Under our LTI Plan, our executive officers are awarded long-term incentives in the form of
non-qualified stock options or stock settled stock appreciation rights (‘‘SARs’’). The type of award granted
is based upon the executives’ local tax jurisdiction. Each year the Committee reviews the mix of long-term
incentives to determine if it is appropriate to continue predominantly using 100% stock options and SARs
as the long-term incentive vehicle. The Committee has chosen to use stock options and SARs because they
emphasize YUM’s focus on long-term growth, they reward employees only if the stock price goes up and
they align Restaurant General Managers and senior management on the same equity incentive program.
Long-term incentive award ranges are established based upon the peer group data.
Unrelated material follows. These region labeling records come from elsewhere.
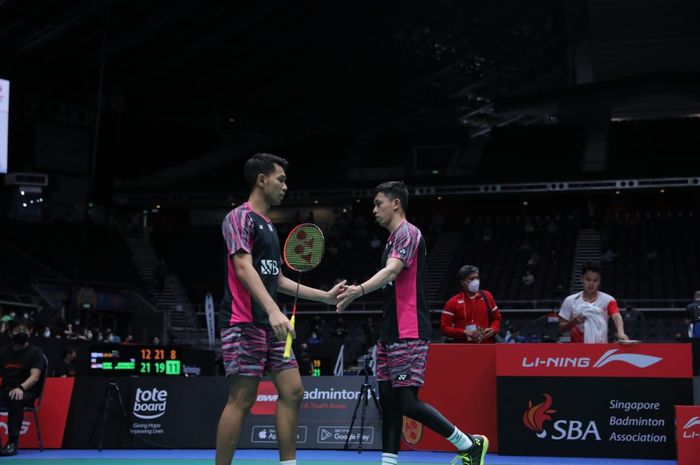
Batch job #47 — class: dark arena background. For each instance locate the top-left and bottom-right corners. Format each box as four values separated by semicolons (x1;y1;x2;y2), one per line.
0;0;700;465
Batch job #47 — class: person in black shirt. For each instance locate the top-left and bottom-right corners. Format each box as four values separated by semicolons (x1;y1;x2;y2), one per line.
53;347;78;378
0;319;45;456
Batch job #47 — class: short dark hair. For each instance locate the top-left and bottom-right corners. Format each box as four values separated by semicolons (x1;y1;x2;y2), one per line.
243;153;289;189
374;181;408;213
581;262;603;276
7;318;32;331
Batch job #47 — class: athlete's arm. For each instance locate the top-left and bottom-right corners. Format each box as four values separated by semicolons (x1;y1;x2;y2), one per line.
610;312;630;341
232;250;295;339
336;258;404;312
277;273;345;305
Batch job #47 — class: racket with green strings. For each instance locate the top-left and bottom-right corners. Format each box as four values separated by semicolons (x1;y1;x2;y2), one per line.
283;223;325;358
In general, our stock
options and SARs have ten-year terms and vest 25% per year over four years.
For each NEO other than Mr. Novak, the 2009 Stock Option/SARs grant was awarded based on the
Committee’s subjective assessment of each executive’s performance and consideration of the peer group
data, subject to the individual’s achievement of his stock ownership guidelines. The Committee based its
assessment on factors considered with respect to the evaluation of Messrs. Carucci’s, Su’s, Allan’s, and
Creed’s individual and team performance as noted at page 36 as well as their expected contributions in
future years. The Committee did not assign a weight to any particular item.
Based on this assessment for 2009, Mr. Carucci received a stock appreciation rights grant at the
50th percentile of the peer group data. Mr. Su received a stock option grant above the 50th percentile and
Messrs. Allan and Creed received a stock appreciation rights grant above the 50th percentile of the survey
data. Each SAR and Stock Option was granted with an exercise price based on the closing market price of
the underlying YUM common stock on the date of grant. The Committee does not measure or review the
actual percentile above or below the 50th percentile when making its final LTI award decision. In addition,
the Committee does not measure or review the percentile ranking of the value realized from any LTI
award. Realized value is a function of the performance of the Company common stock and the length of
time a participant holds an award after vesting.
Proxy Statement
In March 2009, the Committee modified our long term incentive compensation for our CEO, Chief
Financial Officer and our division presidents by adding a Performance Share Plan and discontinuing the
executives’ participation in the matching restricted stock unit program under the Executive Income
Deferral Plan. The Performance Share Plan will distribute a number of shares of Company common stock
based on the 3 year compound annual growth rate (‘‘CAGR’’) of the Company’s EPS adjusted to exclude
special items believed to be distortive of consolidated results on a year over year basis. The target grant
value was set based on a value equal to 33% of the NEO’s annual bonus target. This amount was designed
to equal the value of the discontinued Company match on deferral of their annual cash incentive into
Company common stock. The performance period covers 2009-2011 fiscal years and will be leveraged up
or down based on the 3-year CAGR EPS performance against a target of 10%. The payout leverage is
0 - 200% of the target grant value. Dividend equivalents will accrue during the performance cycle but will
be distributed in shares only in the same proportion and at the same time as the original performance
shares are earned. If no performance shares are earned, no dividend equivalents will be paid. The
Performance Share Units (‘‘PSUs’’) are eligible for deferral under the Executive Income Deferral Plan.
The target, threshold and maximum potential value of these awards are described at page 46.
Mr. Novak’s long-term incentive compensation is discussed on page 38.